“A fortuna do Mundo é serem eles tão poucos,
Porque a Natureza, como aos leões,
Felizmente os fez raros.”
Gaspar Correia, Lendas da Índia
(Referindo palavras do inimigo, sobre os portugueses durante o cerco de Diu, em 1538).
Fez no dia 8 de Janeiro de 2025, 123 anos que Mouzinho de Albuquerque faleceu aos 46 anos de idade.
Não tendo ele sido futebolista, baladeiro ou estrela rock “progressista”, tão pouco um politiqueiro vira casacas e intriguista, dos que por aí abundam ou abundaram, não custa acreditar que a grande maioria dos portugueses não o conhece, nem sequer ouviu dele falar (seguramente aqueles com idades inferiores a 70 anos).

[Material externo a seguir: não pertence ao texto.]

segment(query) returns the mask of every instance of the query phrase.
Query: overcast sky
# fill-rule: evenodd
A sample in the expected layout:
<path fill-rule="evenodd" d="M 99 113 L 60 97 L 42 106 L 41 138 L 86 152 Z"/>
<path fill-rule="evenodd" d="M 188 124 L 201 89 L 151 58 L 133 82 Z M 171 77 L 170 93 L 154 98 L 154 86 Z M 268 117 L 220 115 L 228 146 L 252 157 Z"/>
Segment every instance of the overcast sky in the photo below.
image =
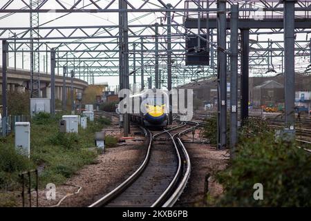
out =
<path fill-rule="evenodd" d="M 3 0 L 1 0 L 0 2 L 2 2 Z M 29 1 L 29 0 L 28 0 Z M 6 1 L 6 2 L 7 1 Z M 75 1 L 74 0 L 61 0 L 60 2 L 63 3 L 64 6 L 70 6 Z M 105 4 L 108 4 L 111 1 L 108 0 L 102 0 L 100 1 L 100 6 L 103 6 Z M 162 0 L 166 3 L 171 3 L 172 5 L 176 4 L 179 2 L 179 0 Z M 240 3 L 243 1 L 238 1 Z M 59 8 L 58 5 L 55 5 L 55 1 L 48 1 L 46 5 L 44 6 L 44 8 L 55 8 L 55 7 Z M 135 7 L 139 7 L 144 2 L 143 0 L 129 0 L 131 4 L 132 4 Z M 82 2 L 84 5 L 87 5 L 89 3 L 88 0 L 84 0 Z M 110 8 L 118 8 L 118 1 L 115 1 L 113 5 L 110 7 Z M 147 8 L 158 8 L 156 6 L 153 6 L 152 4 L 160 6 L 160 4 L 156 0 L 151 0 L 151 3 L 147 3 L 145 6 Z M 0 3 L 1 4 L 1 3 Z M 13 4 L 12 5 L 11 8 L 21 8 L 23 7 L 24 5 L 21 3 L 20 0 L 15 0 L 13 1 Z M 179 4 L 178 8 L 182 8 L 184 6 L 184 1 L 181 2 Z M 261 7 L 261 5 L 258 5 L 258 7 Z M 6 15 L 5 14 L 1 14 L 0 16 L 3 17 Z M 55 13 L 51 12 L 50 13 L 40 13 L 39 15 L 39 23 L 45 23 L 48 21 L 55 19 L 56 18 L 59 17 L 60 16 L 64 15 L 64 14 Z M 129 13 L 129 21 L 133 20 L 135 18 L 140 17 L 144 15 L 144 17 L 140 18 L 140 19 L 132 21 L 131 24 L 151 24 L 156 22 L 160 22 L 160 18 L 164 17 L 164 15 L 160 12 L 151 12 L 151 13 Z M 181 17 L 178 17 L 178 15 L 174 14 L 174 20 L 176 22 L 182 23 L 182 18 Z M 25 13 L 19 13 L 12 15 L 11 16 L 2 18 L 0 19 L 0 27 L 27 27 L 29 26 L 29 14 Z M 259 21 L 260 22 L 260 21 Z M 96 25 L 118 25 L 118 15 L 117 13 L 95 13 L 95 14 L 90 14 L 90 13 L 72 13 L 66 17 L 64 17 L 61 19 L 58 19 L 54 21 L 50 22 L 44 26 L 96 26 Z M 147 33 L 145 32 L 146 35 L 153 35 L 153 33 Z M 297 35 L 296 39 L 298 40 L 305 40 L 307 39 L 310 39 L 311 37 L 311 35 L 309 36 L 306 35 Z M 256 39 L 256 36 L 252 36 L 251 39 Z M 275 35 L 260 35 L 258 37 L 258 39 L 270 39 L 273 41 L 277 40 L 283 40 L 283 35 L 280 35 L 275 33 Z M 93 41 L 109 41 L 111 39 L 95 39 Z M 152 39 L 151 39 L 152 40 Z M 92 41 L 92 40 L 89 40 Z M 283 44 L 281 44 L 283 45 Z M 1 46 L 0 46 L 1 47 Z M 266 47 L 266 46 L 263 46 L 263 47 Z M 307 45 L 305 47 L 308 47 Z M 44 55 L 44 54 L 43 54 Z M 41 59 L 43 59 L 43 55 L 40 55 Z M 10 66 L 12 66 L 14 64 L 14 57 L 13 53 L 10 53 L 10 61 L 9 65 Z M 26 56 L 24 57 L 25 62 L 25 68 L 28 68 L 30 66 L 30 59 L 29 56 Z M 41 61 L 41 62 L 43 62 Z M 280 61 L 278 59 L 274 59 L 273 61 L 274 64 L 279 64 Z M 308 64 L 308 58 L 301 59 L 296 60 L 297 66 L 305 66 Z M 21 68 L 21 53 L 17 54 L 17 67 Z M 131 65 L 131 64 L 130 64 Z M 277 67 L 276 67 L 277 68 Z M 41 70 L 43 71 L 43 66 L 41 67 Z M 62 73 L 62 71 L 61 71 Z M 252 73 L 252 70 L 251 70 Z M 138 81 L 139 77 L 138 78 Z M 95 83 L 100 83 L 102 81 L 109 81 L 110 85 L 117 85 L 117 77 L 96 77 Z"/>

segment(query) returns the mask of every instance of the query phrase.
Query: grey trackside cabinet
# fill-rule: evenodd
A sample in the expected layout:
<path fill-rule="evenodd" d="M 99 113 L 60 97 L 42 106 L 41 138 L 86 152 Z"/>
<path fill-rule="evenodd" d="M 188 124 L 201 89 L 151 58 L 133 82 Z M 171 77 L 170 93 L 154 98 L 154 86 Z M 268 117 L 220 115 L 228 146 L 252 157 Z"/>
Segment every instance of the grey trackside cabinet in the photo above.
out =
<path fill-rule="evenodd" d="M 49 98 L 30 98 L 30 115 L 33 116 L 40 112 L 50 112 Z"/>
<path fill-rule="evenodd" d="M 90 122 L 94 121 L 94 112 L 93 111 L 83 111 L 83 115 L 88 118 Z"/>
<path fill-rule="evenodd" d="M 65 119 L 59 119 L 59 132 L 66 133 L 67 131 L 66 125 L 66 124 Z"/>
<path fill-rule="evenodd" d="M 30 123 L 15 123 L 15 147 L 30 157 Z"/>
<path fill-rule="evenodd" d="M 87 119 L 88 118 L 86 117 L 81 117 L 81 127 L 84 129 L 86 128 L 88 122 Z"/>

Como ainda por cima se suicidou metendo uma bala na cabeça (“teve a coragem de se meter na sepultura quando começou a derrocada que conheceu, não poder sustar…”, no dizer do General Gomes da Costa), em vez de ser por “overdose”, a sua morte não sugere encómios ou nem palavrosas lembranças dos opinadores de serviço, o principal dos quais passa umas horas semanais num modesto palácio, em Belém.1
Nem a propaganda pela “Eutanásia”, salva o nosso Mouzinho!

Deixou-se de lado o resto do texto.